When you are in a position of leadership you must simultaneously defend the right of the accuser and the rights of the accused.
If you are the one who makes the charge of sexual abuse, you deserve to be heard, protected and helped (without any delay).
(7) Onlookers Adopt Conclusions Without Necessary Facts.
Hearsay and rumor, do not constitute a substantiation of the accusations. If something illegal or immoral is alleged, it is unwise to make comments and take sides until the facts are established. Those in positions of responsibility must take the appropriate actions, but those who do not have detailed knowledge of the facts should wait just a bit before declaring themselves to be experts on the case. If you are not privy to all the facts, holding your tongue is a wise response.
(8) If You Were the One Innocently Accused, You Would Want the Privilege to Defend Yourself.
We must not forget in any circumstance that “Whatsoever ye would that men should do to you, do ye even so to them: for this is the law and the prophets.” (Matt. 7:12).
(9) If You Are Found Guilty, You Deserve Exactly What the Law Requires.
There is no excuse, no rationale which can justify sexual sin. If a person has abused a child or taken advantage of their leadership position to do something like this, they should face the full consequences of the law.
The fact is—the list of men who were pastors, youth pastors and laymen who are or have been in prison is a considerably long list.
(10) If You Are Found Innocent, You Deserve to be Treated with Respect.”

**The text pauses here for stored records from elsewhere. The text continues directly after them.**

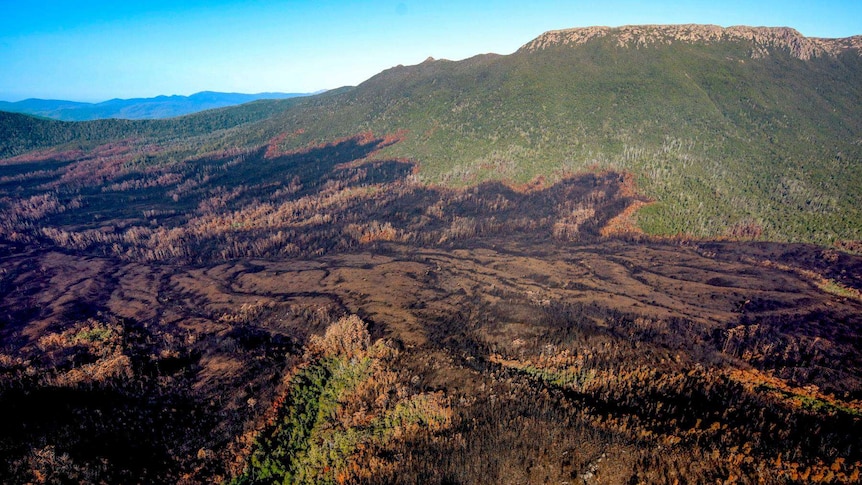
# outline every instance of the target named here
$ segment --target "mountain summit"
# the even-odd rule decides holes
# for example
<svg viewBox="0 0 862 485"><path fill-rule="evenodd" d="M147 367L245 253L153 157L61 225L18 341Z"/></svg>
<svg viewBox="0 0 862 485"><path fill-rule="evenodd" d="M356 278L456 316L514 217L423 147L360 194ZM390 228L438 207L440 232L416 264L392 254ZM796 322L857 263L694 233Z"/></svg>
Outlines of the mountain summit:
<svg viewBox="0 0 862 485"><path fill-rule="evenodd" d="M769 54L777 48L798 59L835 56L845 51L862 54L862 36L843 39L805 37L789 27L720 27L717 25L626 25L623 27L585 27L545 32L522 49L536 51L555 45L580 45L592 39L611 38L619 47L647 47L672 42L715 44L726 41L748 41L754 44L752 58Z"/></svg>

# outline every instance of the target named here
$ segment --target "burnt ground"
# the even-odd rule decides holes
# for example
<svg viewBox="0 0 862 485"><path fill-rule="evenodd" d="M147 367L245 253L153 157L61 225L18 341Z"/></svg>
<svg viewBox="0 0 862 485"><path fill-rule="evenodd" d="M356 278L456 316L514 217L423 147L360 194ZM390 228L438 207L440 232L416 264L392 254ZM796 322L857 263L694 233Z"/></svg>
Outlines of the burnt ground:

This is a part of the picture that gets very little attention. When someone is falsely accused, they never fully recover from the damage done to their name and reputation. Some onlookers refuse to believe anything other than the alleged victim’s accusations without regard for the facts that prove otherwise.
If accusations are proven to be false, once again the full weight of the law should be brought to bear on the person who perpetrated the fraud.
Where a person, male or female, is sexually violated, the hurt and the heartache brings significant, long-term harm to the person.
For people, men or women, to use a platform of leadership, whether it be religious or secular, to effect a criminal act is unconscionable and must be addressed strongly.
To say that all of the cases named in the Star-Telegram report are just now coming to light is totally untrue. Many of the ones named are either in prison or have been forced out of their positions. A few of them have been vindicated and are still grappling to regain their tarnished reputation.
No doubt the handling of some of these situations was clumsy, ill-advised and in some few cases even illegal. But in recent years our churches have been better advised. The Christian legal ministries have assisted most Independent Baptist churches in the handling of these serious issues. Any attempt to cover up on these grave issues is totally unacceptable. Most churches and ministries I know that and consequently that is much less likely to occur now than might have been the case in earlier years.
If you are an abuse victim, you deserve the compassionate care and support of all of us. We cannot erase the past, but we can be available to help you in whatever way you may need us.